I respect that opinion, but this is one area I don't necessarily agree on. Waiting for a warrant will hinder the collection of a true BAC reading and evidence will be lost. As I recall from training, and it changes as the years go by, BAC goes up/down 2% or so per hour. Anybody can go find stats on the 'net, but one thing is certain is that while one waits for a warrant, the BAC reading is changing. For a normal DWI that is not a big deal, but for an injury case it might be a game changer. The officer will have their PC as they already made the arrest. Giving credit to your concern about a cop making up PC, in that scenario the officer will also present the same template search warrant indicating they found X Y Z to establish PC. While they may be lying, the judge will probably sign it as they don't know and the sample is collected. I can tell you that I, like most LEO's would step up if we saw another LEO lying. There is NO place for a LEO that lies.
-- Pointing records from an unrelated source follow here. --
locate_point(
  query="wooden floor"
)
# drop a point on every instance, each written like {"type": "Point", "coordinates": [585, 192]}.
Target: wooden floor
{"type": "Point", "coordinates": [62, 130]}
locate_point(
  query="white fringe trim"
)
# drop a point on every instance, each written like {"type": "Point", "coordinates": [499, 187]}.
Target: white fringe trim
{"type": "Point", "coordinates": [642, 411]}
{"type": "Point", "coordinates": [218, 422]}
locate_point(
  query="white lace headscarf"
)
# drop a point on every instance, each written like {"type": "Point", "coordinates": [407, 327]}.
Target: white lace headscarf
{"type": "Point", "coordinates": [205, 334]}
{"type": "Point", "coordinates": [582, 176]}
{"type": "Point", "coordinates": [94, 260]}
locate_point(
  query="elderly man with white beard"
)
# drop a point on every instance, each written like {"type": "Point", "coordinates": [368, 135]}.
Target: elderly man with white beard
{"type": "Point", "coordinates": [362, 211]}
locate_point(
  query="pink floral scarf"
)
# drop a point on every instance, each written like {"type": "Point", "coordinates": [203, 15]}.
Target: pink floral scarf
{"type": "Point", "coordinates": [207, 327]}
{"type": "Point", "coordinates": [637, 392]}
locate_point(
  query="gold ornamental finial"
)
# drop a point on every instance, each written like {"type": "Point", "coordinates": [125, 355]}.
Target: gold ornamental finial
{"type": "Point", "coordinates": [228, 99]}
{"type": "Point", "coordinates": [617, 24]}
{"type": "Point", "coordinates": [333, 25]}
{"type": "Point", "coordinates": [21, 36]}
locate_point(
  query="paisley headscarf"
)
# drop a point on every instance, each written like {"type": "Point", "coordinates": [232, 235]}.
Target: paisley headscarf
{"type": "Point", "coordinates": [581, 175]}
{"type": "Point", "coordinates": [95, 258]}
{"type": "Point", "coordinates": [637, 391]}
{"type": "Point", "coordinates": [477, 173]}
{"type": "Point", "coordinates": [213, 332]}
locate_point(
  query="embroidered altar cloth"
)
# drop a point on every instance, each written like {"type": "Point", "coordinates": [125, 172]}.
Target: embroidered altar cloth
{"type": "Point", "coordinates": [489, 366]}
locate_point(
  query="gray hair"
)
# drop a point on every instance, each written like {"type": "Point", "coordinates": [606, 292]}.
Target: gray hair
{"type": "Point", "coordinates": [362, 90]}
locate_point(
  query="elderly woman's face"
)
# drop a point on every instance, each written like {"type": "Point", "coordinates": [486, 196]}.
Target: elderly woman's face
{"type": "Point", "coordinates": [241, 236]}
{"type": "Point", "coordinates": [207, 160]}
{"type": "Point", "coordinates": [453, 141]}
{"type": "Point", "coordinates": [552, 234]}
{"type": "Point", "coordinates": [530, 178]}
On the other side, I am very glad to see SCOTUS concerned about peoples 4th amendment rights :thumbs2: . As modern technology keeps increasing, we keep loosing.
SCOTUS acknowledge that but ruled that the change wasn't sufficient to rise to the level of exigent circumstances.

Here's what I'm wondering. If we know that BAC changes at the rate of 2% per hour and it takes four hours to get the warrant and take the sample, can't the DA argue in court that the true BAC is 8% higher than the measured BAC? After all, it's scientifically valid.
The attorneys already argue that. The defense will say you went up while waiting and were legal to drive and the prosecution will say the opposite.